The number of iterations is indeed smaller when using the OSRC preconditioner, without incurring much computational overhead.

We now want to plot the radar cross section in the $z=0$ plane. To compute it we use the far-field operators implemented in Bempp.

In [8]:

```
theta = np.linspace(0, 2 * np.pi, 400)
points = np.array([np.cos(theta), np.sin(theta), np.zeros(len(theta))])
dlp_far_field = bempp.api.operators.far_field.helmholtz.double_layer(space, points, k)
far_field = dlp_far_field * sol_osrc
max_incident = np.max(np.abs(dirichlet_grid_fun.coefficients))
radiation_pattern = (np.abs(far_field/max_incident)**2).ravel()
db_pattern = 10 * np.log10(4 * np.pi * radiation_pattern)
```

In [9]:

```
%matplotlib inline
from matplotlib import pyplot as plt
fig = plt.figure(figsize=(8, 8))
plt.polar(theta, db_pattern)
plt.ylim(db_pattern.min()-1, db_pattern.max()+1)
plt.title('RCS (dB)')
plt.show()
```

More information about the OSRC-preconditioned Burton-Miller formulation, including convergence plots and combination with fast matrix algebra, can be found in Betcke, van 't Wout & Gélat (2017).
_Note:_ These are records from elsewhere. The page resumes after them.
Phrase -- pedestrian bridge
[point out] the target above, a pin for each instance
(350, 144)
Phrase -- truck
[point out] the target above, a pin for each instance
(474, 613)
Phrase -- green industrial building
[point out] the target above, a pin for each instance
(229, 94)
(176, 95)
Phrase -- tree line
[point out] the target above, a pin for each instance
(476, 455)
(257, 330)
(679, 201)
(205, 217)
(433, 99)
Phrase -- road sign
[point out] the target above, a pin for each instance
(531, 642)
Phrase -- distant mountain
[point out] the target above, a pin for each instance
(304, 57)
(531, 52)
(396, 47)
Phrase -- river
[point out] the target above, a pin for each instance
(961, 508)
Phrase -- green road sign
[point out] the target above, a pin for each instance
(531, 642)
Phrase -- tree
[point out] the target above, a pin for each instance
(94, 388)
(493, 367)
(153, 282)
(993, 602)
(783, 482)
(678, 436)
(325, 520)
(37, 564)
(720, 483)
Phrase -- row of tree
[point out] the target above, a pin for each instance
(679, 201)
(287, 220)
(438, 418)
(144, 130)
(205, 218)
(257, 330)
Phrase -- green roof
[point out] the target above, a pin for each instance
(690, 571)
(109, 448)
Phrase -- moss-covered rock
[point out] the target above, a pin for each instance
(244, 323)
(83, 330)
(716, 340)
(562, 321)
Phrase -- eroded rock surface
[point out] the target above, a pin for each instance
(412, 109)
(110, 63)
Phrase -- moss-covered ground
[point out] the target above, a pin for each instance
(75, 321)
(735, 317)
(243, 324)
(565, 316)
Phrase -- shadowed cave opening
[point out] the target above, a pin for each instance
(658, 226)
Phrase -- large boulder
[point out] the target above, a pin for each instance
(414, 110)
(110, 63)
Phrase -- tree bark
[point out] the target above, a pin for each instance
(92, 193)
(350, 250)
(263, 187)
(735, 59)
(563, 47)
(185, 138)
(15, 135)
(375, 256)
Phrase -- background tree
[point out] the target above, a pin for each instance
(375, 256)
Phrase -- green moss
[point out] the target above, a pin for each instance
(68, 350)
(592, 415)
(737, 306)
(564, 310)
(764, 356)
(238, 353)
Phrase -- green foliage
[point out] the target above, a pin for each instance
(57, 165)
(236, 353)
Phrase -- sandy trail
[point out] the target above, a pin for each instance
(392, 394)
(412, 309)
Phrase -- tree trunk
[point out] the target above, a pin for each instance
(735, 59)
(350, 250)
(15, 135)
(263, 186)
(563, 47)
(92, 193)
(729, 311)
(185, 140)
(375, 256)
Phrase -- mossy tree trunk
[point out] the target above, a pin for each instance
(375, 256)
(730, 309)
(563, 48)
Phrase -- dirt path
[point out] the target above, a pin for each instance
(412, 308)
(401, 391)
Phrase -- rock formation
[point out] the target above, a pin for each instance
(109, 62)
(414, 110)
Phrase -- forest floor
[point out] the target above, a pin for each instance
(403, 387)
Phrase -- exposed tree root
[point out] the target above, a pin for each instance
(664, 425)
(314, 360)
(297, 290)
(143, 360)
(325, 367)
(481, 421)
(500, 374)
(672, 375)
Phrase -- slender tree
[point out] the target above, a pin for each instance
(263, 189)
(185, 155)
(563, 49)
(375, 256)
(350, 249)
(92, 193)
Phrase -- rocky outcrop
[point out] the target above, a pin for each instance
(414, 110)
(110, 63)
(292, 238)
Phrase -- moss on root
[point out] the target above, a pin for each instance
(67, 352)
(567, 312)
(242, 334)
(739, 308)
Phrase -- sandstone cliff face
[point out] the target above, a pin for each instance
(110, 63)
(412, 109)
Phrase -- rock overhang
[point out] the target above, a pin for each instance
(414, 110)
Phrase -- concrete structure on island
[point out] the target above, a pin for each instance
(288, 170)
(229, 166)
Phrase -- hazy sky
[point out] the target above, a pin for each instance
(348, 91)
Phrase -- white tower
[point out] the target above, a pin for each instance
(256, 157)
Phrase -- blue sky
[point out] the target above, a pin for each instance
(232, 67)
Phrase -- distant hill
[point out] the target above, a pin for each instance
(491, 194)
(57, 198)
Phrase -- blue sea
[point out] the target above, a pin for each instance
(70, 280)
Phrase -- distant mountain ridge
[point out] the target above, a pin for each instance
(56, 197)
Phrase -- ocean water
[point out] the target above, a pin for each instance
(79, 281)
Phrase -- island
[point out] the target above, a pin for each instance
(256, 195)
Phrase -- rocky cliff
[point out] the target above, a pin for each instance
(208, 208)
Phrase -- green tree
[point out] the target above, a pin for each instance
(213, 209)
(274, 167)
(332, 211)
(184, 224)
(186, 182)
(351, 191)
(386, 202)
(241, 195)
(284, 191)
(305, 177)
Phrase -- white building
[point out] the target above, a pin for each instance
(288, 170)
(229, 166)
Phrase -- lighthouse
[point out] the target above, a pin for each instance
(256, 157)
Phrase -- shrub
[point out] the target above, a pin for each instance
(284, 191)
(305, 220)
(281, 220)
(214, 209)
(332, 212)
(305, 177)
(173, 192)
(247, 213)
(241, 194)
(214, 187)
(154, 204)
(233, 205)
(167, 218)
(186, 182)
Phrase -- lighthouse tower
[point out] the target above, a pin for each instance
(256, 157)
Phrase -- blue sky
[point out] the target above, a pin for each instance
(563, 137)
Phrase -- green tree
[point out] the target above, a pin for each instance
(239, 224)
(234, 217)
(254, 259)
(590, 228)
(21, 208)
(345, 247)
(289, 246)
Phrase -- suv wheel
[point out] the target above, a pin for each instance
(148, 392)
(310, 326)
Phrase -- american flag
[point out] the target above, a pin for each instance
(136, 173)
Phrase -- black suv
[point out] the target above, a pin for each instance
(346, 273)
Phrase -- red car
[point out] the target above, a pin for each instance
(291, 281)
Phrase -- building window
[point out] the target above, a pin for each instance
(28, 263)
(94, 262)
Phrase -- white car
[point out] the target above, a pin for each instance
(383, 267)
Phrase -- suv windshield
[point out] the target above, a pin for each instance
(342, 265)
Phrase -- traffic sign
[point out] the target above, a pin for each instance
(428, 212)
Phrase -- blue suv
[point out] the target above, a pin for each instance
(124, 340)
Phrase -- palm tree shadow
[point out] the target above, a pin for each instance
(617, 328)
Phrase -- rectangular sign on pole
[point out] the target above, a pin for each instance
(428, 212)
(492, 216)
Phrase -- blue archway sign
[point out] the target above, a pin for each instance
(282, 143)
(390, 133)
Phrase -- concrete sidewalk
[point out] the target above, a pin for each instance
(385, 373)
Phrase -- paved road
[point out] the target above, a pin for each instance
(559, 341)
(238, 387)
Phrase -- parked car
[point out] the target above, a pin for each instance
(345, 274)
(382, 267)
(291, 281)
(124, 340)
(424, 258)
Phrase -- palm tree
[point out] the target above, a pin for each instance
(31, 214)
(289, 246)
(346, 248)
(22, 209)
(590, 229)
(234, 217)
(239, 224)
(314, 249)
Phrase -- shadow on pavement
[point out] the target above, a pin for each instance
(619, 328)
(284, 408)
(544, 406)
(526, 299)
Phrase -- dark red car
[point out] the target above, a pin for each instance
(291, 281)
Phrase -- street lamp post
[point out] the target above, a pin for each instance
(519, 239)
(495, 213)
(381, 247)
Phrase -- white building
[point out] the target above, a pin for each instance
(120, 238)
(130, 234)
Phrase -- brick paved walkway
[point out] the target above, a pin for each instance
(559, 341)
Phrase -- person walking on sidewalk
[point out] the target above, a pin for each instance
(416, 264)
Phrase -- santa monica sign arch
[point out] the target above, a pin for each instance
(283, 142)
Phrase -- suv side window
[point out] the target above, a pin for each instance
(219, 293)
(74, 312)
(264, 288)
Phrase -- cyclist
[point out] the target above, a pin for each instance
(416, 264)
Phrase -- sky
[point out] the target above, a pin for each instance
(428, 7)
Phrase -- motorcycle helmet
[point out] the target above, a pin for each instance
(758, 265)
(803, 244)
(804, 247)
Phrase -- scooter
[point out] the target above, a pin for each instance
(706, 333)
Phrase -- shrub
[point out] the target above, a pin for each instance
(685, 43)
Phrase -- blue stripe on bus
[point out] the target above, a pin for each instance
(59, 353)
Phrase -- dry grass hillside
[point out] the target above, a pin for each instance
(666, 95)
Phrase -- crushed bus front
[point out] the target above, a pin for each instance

The OSRC preconditioner can also be used to speed up acoustic BEM simulations for multiple and penetrable domains. Benchmark results for various boundary integral formulations are reported in van 't Wout et al. (2021). More information about the OSRC-preconditioned PMCHWT formulation, with application to focused ultrasound propagation in the human body, can be found in Haqshenas et al. (2021).